Fight, prevail, repeat: a review of ‘The Fall’

Culture Curmudgeon

The cast of The Fall. Photo: Oscar O’Ryan

“The Fall” is a 90 minute long burst of energy and emotion chronicling the rise of a student movement in South Africa’s University of Cape Town more than three years ago. Facilitated and directed by Clare Stopford, the production is playing at Washington D.C.’s Studio Theatre through November 25th.

While the production is ostensibly about the students’ fight to take down the statue of British imperialist Cecil B. Rhodes, its wider themes apply to the present-day incarnation of a divided America.

“The Fall” was written by seven students who were attending the University of Cape Town when the protests to demand the removal of Rhodes’ statue broke out in March 2015. It began as a movement meant to get rid of a monument widely seen as symbol of white supremacy and the inequities built into the country’s social and economic systems.

The protests quickly gathered momentum as most students threw their support behind what would be called the “Rhodes Must Fall” movement. Six weeks after the demonstrations began, the statue was removed.

Ahmad Coo is a producer and copy editor for the Global Business show on CGTN America. His analysis represents his views alone.Culture Curmudgeon Ahmad Coo

But rather than pacify the students, the university administration’s capitulation opened up the floodgates of activism. The students would go on to provide a boost to the wider “Fees Must Fall” movement, demanding a cut to tuition. Later that year, they would stage a sit-in in South Africa’s parliament to urge the government to make education free. That battle was partially won, as free education was offered to first-year university students in 2018 and will be gradually rolled in each subsequent year.

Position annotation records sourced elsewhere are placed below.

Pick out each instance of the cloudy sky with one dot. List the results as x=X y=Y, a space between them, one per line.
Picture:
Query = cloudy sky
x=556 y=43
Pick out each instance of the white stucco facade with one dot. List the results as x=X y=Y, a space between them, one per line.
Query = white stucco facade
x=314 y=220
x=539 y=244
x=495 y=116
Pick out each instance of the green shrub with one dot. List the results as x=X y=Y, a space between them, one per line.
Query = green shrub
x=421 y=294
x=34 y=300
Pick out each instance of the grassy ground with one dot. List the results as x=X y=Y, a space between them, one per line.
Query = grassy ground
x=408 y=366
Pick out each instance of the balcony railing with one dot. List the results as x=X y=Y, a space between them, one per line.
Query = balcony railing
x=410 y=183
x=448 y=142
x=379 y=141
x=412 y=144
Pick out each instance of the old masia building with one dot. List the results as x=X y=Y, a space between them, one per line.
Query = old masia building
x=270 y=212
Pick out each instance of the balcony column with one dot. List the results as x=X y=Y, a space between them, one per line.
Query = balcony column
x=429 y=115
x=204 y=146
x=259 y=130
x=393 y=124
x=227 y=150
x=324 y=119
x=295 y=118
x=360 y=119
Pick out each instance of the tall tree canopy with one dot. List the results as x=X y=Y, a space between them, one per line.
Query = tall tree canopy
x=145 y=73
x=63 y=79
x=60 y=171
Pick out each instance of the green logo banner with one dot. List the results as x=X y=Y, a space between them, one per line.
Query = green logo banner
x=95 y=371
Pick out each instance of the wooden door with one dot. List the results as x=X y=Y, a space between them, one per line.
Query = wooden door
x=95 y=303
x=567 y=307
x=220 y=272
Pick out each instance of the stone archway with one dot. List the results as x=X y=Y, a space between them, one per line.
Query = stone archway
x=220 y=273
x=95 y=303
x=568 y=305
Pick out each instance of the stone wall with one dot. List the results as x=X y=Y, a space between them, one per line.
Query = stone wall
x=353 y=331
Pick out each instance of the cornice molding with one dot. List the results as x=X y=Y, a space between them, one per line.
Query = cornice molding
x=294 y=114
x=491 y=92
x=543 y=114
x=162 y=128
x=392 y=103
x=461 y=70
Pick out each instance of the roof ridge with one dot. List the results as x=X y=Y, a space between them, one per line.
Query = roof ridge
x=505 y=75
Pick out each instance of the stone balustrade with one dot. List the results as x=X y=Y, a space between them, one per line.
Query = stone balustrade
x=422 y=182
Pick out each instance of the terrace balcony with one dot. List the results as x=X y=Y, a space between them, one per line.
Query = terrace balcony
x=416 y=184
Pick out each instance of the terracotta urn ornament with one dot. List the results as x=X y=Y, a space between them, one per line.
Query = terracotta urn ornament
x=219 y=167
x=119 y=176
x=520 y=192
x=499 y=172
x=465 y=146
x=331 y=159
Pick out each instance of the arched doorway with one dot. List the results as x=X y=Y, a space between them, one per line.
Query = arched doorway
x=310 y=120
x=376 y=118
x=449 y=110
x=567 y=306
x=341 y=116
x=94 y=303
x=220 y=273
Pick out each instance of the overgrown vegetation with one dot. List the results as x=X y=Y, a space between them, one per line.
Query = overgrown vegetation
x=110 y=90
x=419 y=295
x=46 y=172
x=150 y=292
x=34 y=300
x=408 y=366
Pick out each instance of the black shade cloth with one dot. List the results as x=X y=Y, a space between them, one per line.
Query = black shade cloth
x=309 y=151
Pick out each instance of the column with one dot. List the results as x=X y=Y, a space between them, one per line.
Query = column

While “The Fall’s” source material is overtly political, the playwright’s’ approach of incorporating dance, spoken word, and skits helps the play avoid being too preachy or sounding like a college lecture. Instead, the cast skillfully brings to life the raw emotion, outrage, and cries for equality in South Africa.

The play could have neatly ended on the dismantling of Rhodes’ statue to highlight a significant civil rights victory for the students, but reality is a lot more complex. The students who wrote “The Fall” wanted to highlight the other challenges that they face besides South Africa’s institutionalized racism.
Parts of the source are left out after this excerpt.